Never in my life had I felt so completely manipulated. The self-hatred came flooding back, settling heavily into the pit of my stomach. And I had no doubt that she knew exactly what I was feeling. She’d orchestrated it all.
“You’re like a disease,” I said finally. “You know that?”
This isn’t normally what I say to women I’ve just had sex with – usually we kiss, and fall asleep and eat breakfast together – but the words tumbled out before I could stop them.
They didn’t faze her. She fished her cigarettes out of her purse, lodged one between her lips and stood up. “I know,” she said, with a small snort that I assumed was a laugh.
She walked out of my living room, naked as the day she was born, and onto the darkened terrace. I assumed she’d left her clothes out there.

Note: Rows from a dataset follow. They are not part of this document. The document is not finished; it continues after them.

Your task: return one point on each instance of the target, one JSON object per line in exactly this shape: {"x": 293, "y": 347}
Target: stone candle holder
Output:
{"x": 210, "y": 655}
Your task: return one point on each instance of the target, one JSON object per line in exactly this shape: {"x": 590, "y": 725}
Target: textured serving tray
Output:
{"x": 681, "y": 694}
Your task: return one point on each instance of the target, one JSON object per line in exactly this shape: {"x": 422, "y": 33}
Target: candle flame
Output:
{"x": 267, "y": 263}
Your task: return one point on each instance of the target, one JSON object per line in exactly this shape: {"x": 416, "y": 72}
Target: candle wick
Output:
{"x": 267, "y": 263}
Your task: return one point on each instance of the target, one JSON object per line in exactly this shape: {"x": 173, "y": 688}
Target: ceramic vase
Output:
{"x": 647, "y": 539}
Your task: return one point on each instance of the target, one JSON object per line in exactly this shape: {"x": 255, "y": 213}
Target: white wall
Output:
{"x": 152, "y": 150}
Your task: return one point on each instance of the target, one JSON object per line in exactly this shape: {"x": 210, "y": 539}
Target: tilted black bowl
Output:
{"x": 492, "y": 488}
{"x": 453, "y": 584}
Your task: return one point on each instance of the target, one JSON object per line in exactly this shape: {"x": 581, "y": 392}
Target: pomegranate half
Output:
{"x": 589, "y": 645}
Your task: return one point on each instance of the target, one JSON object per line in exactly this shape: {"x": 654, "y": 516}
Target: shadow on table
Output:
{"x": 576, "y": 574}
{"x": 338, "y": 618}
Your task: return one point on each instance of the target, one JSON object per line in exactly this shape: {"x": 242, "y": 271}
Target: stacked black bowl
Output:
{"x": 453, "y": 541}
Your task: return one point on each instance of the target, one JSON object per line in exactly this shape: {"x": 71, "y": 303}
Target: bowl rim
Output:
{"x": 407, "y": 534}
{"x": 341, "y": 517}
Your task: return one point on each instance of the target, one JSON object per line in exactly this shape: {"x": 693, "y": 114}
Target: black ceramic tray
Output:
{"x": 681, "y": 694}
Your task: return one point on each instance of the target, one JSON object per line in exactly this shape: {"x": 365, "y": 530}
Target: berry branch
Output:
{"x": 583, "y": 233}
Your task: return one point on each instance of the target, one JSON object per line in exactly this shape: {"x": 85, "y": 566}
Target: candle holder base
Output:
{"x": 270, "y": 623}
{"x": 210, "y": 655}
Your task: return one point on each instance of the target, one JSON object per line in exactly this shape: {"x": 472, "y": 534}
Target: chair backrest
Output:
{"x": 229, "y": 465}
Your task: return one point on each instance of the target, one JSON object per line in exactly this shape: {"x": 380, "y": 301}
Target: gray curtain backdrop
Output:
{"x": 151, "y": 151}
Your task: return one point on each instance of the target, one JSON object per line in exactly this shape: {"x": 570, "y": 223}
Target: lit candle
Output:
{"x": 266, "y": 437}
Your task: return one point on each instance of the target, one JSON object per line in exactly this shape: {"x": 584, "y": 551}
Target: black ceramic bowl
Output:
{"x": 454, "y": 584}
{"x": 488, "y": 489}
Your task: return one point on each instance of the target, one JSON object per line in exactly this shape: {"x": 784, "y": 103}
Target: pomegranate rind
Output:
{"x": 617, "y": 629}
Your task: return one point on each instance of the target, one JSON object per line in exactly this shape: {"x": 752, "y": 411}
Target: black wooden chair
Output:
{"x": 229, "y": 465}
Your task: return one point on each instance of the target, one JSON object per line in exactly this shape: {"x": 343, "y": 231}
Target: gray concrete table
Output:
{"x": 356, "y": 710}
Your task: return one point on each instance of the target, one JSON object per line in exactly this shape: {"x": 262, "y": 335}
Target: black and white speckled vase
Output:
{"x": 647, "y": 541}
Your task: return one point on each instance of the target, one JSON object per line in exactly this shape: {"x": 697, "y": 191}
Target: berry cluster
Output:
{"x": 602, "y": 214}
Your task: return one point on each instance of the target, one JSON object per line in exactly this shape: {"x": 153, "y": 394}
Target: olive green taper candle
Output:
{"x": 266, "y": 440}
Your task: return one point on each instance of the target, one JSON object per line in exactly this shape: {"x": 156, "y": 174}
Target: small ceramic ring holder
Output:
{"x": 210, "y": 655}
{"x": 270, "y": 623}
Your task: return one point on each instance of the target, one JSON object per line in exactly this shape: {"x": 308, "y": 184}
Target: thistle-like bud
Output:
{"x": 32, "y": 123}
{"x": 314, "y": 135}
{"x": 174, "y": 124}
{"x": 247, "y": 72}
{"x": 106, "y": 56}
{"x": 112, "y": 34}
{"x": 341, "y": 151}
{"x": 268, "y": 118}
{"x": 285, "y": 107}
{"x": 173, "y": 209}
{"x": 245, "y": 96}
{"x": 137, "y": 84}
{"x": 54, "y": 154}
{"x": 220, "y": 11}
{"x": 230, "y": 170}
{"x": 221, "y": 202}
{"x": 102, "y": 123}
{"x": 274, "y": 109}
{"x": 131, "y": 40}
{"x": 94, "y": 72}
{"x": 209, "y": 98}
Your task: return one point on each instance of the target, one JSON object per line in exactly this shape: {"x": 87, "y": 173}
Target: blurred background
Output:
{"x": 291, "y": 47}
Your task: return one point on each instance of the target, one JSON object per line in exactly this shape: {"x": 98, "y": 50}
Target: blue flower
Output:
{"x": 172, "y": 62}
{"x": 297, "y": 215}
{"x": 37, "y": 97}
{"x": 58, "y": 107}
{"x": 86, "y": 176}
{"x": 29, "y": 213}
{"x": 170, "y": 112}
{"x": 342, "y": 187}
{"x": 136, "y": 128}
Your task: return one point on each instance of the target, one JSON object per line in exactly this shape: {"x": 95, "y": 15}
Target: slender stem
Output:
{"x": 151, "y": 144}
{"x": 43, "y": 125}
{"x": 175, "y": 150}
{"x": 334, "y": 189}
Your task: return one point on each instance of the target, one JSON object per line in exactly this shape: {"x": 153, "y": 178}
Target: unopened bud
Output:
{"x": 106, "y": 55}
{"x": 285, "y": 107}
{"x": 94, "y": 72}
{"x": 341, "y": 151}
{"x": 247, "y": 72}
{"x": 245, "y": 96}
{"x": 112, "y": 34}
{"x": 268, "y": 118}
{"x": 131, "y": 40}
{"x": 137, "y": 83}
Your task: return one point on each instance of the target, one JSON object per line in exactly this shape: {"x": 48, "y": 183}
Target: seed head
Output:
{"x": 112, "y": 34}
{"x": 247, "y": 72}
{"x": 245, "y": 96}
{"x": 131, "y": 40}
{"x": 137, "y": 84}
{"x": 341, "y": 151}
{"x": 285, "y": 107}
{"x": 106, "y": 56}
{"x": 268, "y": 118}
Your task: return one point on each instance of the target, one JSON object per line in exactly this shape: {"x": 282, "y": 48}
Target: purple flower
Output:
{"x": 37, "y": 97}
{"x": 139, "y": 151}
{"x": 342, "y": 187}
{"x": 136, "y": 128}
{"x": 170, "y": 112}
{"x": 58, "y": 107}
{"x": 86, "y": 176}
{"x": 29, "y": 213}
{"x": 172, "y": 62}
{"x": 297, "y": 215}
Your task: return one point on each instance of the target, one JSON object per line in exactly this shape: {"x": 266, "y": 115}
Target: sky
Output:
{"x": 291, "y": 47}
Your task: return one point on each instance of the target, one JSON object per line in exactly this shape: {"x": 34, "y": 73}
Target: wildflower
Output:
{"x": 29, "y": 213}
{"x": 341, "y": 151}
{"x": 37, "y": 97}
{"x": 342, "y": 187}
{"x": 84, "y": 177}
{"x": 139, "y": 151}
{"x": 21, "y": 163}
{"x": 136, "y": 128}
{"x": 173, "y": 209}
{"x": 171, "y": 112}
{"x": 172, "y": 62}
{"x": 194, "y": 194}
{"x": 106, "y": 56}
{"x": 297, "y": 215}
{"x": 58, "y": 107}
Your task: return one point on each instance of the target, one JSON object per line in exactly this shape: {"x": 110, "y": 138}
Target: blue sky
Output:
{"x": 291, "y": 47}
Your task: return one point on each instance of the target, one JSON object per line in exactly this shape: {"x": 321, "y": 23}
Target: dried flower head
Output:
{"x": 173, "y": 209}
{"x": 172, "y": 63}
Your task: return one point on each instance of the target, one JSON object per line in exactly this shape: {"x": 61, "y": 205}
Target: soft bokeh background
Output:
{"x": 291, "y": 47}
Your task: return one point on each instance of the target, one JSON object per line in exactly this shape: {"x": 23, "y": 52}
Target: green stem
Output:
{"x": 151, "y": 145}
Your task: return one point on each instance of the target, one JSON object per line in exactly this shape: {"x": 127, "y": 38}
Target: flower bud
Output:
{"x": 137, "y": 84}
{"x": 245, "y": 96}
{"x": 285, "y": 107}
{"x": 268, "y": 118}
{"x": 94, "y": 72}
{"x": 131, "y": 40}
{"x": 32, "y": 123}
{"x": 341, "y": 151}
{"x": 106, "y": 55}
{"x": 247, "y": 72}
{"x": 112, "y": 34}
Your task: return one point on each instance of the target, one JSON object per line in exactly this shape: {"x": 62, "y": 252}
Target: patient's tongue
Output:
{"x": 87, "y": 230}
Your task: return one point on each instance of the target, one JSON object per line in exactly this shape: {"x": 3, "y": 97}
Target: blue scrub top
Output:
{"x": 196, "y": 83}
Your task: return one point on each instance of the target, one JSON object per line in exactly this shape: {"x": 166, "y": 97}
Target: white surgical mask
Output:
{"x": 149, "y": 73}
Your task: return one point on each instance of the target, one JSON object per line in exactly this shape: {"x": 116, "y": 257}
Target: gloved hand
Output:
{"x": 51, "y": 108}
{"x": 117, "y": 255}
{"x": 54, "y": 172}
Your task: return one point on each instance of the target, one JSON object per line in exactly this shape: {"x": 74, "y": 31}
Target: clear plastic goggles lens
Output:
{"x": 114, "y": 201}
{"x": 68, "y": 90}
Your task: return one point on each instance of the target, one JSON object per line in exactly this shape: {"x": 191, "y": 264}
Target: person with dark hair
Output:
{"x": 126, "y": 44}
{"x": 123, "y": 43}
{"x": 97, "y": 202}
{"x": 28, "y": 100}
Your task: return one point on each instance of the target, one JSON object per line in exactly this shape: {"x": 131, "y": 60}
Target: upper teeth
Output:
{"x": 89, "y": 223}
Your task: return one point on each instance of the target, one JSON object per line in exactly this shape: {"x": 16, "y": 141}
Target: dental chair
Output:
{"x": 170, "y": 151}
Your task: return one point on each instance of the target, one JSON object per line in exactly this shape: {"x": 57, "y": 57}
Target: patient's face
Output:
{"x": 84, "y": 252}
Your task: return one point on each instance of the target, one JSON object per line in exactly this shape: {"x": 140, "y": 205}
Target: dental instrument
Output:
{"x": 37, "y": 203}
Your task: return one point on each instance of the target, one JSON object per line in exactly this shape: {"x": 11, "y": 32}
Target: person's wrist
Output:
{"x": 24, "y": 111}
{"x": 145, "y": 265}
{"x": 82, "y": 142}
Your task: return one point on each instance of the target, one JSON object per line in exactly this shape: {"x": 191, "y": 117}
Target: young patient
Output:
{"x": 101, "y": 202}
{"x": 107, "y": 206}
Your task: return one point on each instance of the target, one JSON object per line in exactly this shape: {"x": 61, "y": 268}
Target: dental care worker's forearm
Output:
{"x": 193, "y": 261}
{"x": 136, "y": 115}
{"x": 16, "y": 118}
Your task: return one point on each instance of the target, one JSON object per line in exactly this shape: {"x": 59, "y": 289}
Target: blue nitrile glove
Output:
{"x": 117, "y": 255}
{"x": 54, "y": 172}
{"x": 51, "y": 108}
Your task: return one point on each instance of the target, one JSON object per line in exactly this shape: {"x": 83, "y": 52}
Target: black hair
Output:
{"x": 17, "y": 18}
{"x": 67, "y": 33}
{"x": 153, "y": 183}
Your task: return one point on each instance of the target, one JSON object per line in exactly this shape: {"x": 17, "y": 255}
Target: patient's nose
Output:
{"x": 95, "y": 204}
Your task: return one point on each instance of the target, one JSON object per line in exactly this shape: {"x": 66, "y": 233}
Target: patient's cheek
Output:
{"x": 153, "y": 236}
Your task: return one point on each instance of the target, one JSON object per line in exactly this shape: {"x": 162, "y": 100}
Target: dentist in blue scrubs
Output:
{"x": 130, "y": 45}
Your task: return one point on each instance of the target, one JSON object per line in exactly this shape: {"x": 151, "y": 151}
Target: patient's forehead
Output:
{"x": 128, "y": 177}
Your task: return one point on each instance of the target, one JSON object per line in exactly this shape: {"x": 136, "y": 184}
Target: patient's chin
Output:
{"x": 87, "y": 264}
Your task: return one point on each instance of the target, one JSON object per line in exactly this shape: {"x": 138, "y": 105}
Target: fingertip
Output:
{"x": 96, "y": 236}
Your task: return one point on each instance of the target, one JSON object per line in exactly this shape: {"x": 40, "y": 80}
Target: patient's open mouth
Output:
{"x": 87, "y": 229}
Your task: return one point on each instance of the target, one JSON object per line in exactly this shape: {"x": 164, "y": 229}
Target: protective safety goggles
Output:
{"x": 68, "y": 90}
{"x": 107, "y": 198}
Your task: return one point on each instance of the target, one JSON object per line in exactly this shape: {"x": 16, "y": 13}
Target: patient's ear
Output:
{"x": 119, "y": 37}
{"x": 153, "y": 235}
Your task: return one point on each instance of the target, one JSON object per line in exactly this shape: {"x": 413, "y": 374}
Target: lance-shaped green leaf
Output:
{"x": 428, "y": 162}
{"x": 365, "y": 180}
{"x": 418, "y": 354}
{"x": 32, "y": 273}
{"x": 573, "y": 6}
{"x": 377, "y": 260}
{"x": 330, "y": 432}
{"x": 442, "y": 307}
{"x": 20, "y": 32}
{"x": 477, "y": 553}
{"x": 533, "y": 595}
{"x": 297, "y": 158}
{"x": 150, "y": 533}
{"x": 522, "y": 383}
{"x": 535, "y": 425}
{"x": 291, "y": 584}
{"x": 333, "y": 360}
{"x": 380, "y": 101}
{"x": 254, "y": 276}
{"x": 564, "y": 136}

Of course, I should have relented and been polite. I should have gotten up and seen her out. But I just couldn’t bring myself to do it. I sprawled on the sofa until I heard the outer gate slam shut and then fell asleep.
I spent the next week trying to mentally paper over that evening. Every time I thought of her, it was like a nail rusting away in my brain. The harder I attempted to forget about the whole debacle, the more vivid and present the memories became. I had no idea what she’d done to me; only that I craved it with suffocating intensity. By the following Saturday, I found myself back at bar where we’d met, looking for her, like a junkie jonesing for a fix.